One of the hardest things I’ve experienced lately is visiting my grandma in the nursing home. For those that don’t know, she was involved in an accident earlier this year at the grocery store and broke her leg. She started out at the nursing home after leaving the hospital for rehabilitation, but it was later decided that the nursing home was the safest place for her long term.
Looking back, I am positive that this was preventable. If she had kept herself in better shape physically, she would have healed more completely and would probably be out of a wheelchair by now, 10 months later. She may not have broken her leg at all in the fall if she had more muscle to protect her and her bones would not have been as brittle. She had severe osteoporosis quite badly, and didn’t even know it until after the fact. She could have been getting appropriate medical attention beforehand in addition to exercise, and her body would have been far less delicate. A lot of her injuries would have been minimized, and she may have recovered completely.
This is all a very big “what if,” though…
If she were home, she would undoubtedly be happier. She received in-home care in the past and formed an important bond with her caregiver. She still comes to visit my grandma in the nursing home, even though she no longer works for the same care service. It’s a small thing, but my grandma truly appreciates it and looks forward to it. This is but one of the many things that separates in-home care from every other type of care out there. The caregivers are almost always there for the people they serve rather than just the paycheck.
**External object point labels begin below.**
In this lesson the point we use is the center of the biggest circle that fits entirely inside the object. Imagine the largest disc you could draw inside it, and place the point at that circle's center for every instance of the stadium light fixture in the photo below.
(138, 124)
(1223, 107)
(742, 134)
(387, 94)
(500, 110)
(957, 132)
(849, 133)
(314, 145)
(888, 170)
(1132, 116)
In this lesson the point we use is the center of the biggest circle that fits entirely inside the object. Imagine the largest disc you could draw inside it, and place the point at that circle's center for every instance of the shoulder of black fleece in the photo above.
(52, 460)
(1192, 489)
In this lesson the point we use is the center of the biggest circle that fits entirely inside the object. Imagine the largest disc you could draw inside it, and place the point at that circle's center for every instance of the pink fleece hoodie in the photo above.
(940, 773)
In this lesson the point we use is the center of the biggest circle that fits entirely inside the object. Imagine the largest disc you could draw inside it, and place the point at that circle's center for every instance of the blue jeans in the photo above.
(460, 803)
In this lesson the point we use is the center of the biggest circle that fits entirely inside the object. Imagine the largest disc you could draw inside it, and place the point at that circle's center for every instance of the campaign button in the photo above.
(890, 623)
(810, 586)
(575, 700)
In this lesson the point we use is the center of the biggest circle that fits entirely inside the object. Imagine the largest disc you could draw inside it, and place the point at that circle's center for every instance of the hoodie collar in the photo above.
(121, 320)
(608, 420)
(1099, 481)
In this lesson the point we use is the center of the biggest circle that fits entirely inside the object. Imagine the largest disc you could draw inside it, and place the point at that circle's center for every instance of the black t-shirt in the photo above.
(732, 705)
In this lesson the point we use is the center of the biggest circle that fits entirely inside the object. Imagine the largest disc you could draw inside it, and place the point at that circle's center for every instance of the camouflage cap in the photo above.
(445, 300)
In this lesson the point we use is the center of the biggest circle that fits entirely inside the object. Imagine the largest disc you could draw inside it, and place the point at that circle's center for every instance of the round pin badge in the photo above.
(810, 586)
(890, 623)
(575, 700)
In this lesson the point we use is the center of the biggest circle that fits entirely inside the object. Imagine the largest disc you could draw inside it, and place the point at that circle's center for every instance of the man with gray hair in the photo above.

This is one of the key things to look for in an in-home caregiver. Yes, you want someone that is skilled at what they do, but you also want someone that is kind, compassionate, and loving toward the person that they are caring for. In this case, that’s probably your parent or grandparent. A caregiver that cares more about other people that making money is always in your best interest because they will go above and beyond to make sure that they are providing the highest quality care possible. This is what happened with my grandma and her caregiver, and it’s something that should happen with every pairing that is made, regardless of where it’s made. In-home care is a great way to ensure that this happens, but it can take place at an assisted living facility, too. The difference is the fact that in-home care ensures a one-to-one setting, whereas assisted living has more elderly people per caregiver in most instances.
Seeing a loved one in a nursing home is difficult, but sometimes it’s necessary in extreme cases. However, like with my grandma, sometimes the severity of these extreme cases could have been prevented with some foresight. I wish that this had been the case with my family, but there still may be time for you to prevent this from happening with yours.